On July 16, the Libertarian Party of North Dakota filed a lawsuit in U.S. District Court, alleging that the state law requiring a minimum number of votes in a party’s primary, for that party to nominate candidates, is unconstitutional, at least as to candidates for the legislature.
North Dakota has very small legislative districts. At this year’s primary, the only parties that had a primary were the Democratic, Republican, and Libertarian Parties. In the typical legislative district, only 2,100 voters cast a vote in any party’s primary. The vast majority of voters who voted on June 8, 2010, chose to vote in either the Democratic or Republican primaries. It appears that about 550 people chose to vote in the Libertarian Party primary. Any voter was free to vote in any party’s primary; North Dakota doesn’t have voter registration and the state has an open primary.

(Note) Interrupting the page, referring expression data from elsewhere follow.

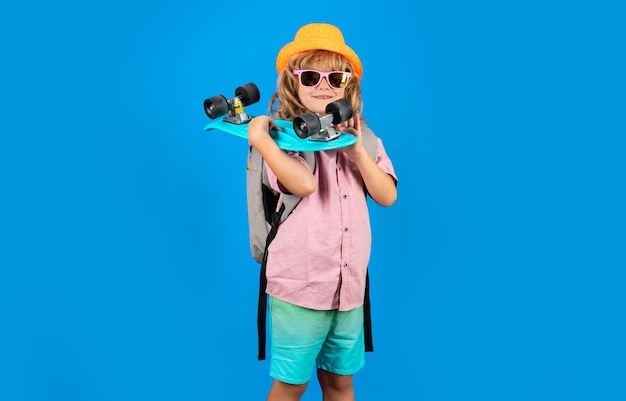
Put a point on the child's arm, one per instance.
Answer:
(296, 177)
(380, 186)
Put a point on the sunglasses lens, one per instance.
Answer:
(309, 78)
(338, 79)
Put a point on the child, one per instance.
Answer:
(317, 263)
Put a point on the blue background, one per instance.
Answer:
(497, 275)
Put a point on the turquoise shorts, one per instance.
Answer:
(303, 338)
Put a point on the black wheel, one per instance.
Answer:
(248, 94)
(340, 109)
(216, 106)
(306, 125)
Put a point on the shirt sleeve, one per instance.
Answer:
(384, 162)
(273, 180)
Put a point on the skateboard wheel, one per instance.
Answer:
(248, 94)
(341, 110)
(216, 106)
(306, 125)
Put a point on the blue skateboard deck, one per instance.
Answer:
(286, 138)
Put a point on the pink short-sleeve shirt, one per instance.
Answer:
(319, 257)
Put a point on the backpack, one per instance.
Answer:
(267, 209)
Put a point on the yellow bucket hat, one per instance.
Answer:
(318, 37)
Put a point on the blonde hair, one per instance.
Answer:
(285, 103)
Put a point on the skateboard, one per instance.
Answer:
(306, 133)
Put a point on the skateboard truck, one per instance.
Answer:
(245, 95)
(311, 125)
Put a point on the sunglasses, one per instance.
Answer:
(336, 79)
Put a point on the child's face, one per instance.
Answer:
(316, 98)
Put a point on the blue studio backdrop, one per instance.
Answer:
(498, 275)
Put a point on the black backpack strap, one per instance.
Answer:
(262, 307)
(367, 317)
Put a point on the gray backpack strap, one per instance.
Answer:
(257, 190)
(278, 213)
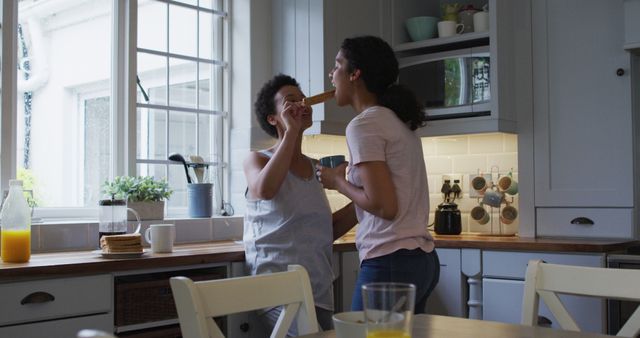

State law requires statewide nominees to receive at least 300 votes, and all of the Libertarian Party’s statewide candidates met that requirement. But state law requires legislative candidates to poll between 130 and 145 primary votes, and none of the three Libertarian candidates for the state legislature came anywhere close to doing that. The case is Libertarian Party of North Dakota v Jaeger, case number not assigned yet. North Dakota is the only state that has a minimum number of votes in order for a party to nominate candidates in its own primary (except that many states do require a minimum number of votes for write-in candidates in primaries). Minnesota had a similar requirement, but the Minnesota Supreme Court declared it unconstitutional in 2004 in a case filed by the Independence Party.